See this repeating message on controllers:
Oct  5 16:10:31 localhost galera(galera)[38739]: ERROR: MySQL is not running

Comment 2 Alexander Chuzhoy 2015-10-05 22:27:23 UTC
Created attachment 1080084 [details]
/var/log/messages from controller

Comment 5 Jaromir Coufal 2016-01-07 09:37:05 UTC
The doc_text is wrong we have to support 5 controllers, it is just not recommended due to performance issues.

Comment 6 jliberma@redhat.com 2016-01-15 03:56:58 UTC
Jarda where can I learn more about the performance issues?  Is this the Galera database replication overhead issue, where 3 controllers seems to be the sweet spot?

Comment 7 Jaromir Coufal 2016-01-27 11:36:07 UTC
Hey Jacob, sorry for late answer. I would reach for performance team. I am sure there are multiple constraints - DB would be one of them.

Comment 9 Mike Burns 2016-04-07 20:54:03 UTC
This bug did not make the OSP 8.0 release.  It is being deferred to OSP 10.

Comment 10 Joe Talerico 2016-04-14 13:51:49 UTC
Jarda / Jacob - The Performance issues we saw were >=  7 controllers, however this was when we still were deploying with OFI. We have yet to do a deployment with > 3 controllers with director. The DB became problematic because we do not dynamically configure max_connections with mariadb based on the # of controllers/services.

Comment 13 David Hill 2016-04-17 22:53:12 UTC
This can be configured through Pacemaker by modifying:
/usr/share/openstack-tripleo-heat-templates/puppet/manifests/overcloud_controller_pacemaker.pp
and replacing:
meta_params     => "master-max=3 ordered=true",
by:
meta_params     => "master-max=5 ordered=true",

I'm trying this right now and I'll keep this case updated.

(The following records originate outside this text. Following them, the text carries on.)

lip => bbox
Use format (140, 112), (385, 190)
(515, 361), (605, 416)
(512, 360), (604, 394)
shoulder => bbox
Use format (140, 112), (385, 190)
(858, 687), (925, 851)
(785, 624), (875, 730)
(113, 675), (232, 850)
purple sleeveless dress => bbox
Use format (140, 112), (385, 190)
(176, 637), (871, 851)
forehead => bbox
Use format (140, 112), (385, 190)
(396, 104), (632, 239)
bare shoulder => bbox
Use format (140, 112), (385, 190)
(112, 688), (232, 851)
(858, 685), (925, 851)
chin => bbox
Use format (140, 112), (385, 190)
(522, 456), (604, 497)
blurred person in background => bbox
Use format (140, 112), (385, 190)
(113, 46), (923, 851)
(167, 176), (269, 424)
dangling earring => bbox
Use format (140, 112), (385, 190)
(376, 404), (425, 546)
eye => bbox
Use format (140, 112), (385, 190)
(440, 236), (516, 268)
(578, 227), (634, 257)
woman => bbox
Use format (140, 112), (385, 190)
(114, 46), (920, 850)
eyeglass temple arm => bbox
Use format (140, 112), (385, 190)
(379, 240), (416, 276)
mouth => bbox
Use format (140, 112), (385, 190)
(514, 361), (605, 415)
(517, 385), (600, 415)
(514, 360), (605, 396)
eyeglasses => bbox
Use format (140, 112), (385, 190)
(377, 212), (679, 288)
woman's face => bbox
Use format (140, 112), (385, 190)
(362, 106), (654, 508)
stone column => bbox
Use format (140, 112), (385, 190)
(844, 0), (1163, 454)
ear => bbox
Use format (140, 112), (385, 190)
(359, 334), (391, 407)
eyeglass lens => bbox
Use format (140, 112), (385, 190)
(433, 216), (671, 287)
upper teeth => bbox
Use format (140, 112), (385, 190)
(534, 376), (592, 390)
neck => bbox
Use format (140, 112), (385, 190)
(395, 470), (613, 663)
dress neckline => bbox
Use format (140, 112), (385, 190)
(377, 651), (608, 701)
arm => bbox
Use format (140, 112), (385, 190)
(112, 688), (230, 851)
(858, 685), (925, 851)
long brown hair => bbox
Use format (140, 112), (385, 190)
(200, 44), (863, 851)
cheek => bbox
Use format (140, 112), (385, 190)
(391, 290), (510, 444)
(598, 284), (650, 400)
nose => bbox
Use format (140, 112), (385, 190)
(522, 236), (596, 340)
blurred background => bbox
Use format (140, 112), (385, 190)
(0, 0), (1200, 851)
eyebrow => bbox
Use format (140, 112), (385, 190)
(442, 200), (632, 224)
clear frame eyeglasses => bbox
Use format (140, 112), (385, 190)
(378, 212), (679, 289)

Comment 15 David Hill 2016-04-18 00:13:11 UTC
This can be configured through Pacemaker by modifying:
/usr/share/openstack-tripleo-heat-templates/puppet/manifests/overcloud_controller_pacemaker.pp
and replacing:
meta_params     => "master-max=3 ordered=true",
by:
meta_params     => "master-max=5 ordered=true",

I tested it and everything's working as expected.    In my test environment, I don't see a major performance hit .

Comment 16 Michele Baldessari 2016-05-24 12:23:38 UTC
Note that this is fixed upstream where we have:
puppet/manifests/overcloud_controller_pacemaker.pp:      meta_params     => "master-max=${galera_nodes_count} ordered=true"

I *think* this was post-kilo, but I can't find old git history in the tht repo.

Comment 17 Jaromir Coufal 2016-10-04 19:03:40 UTC
Thanks Michele!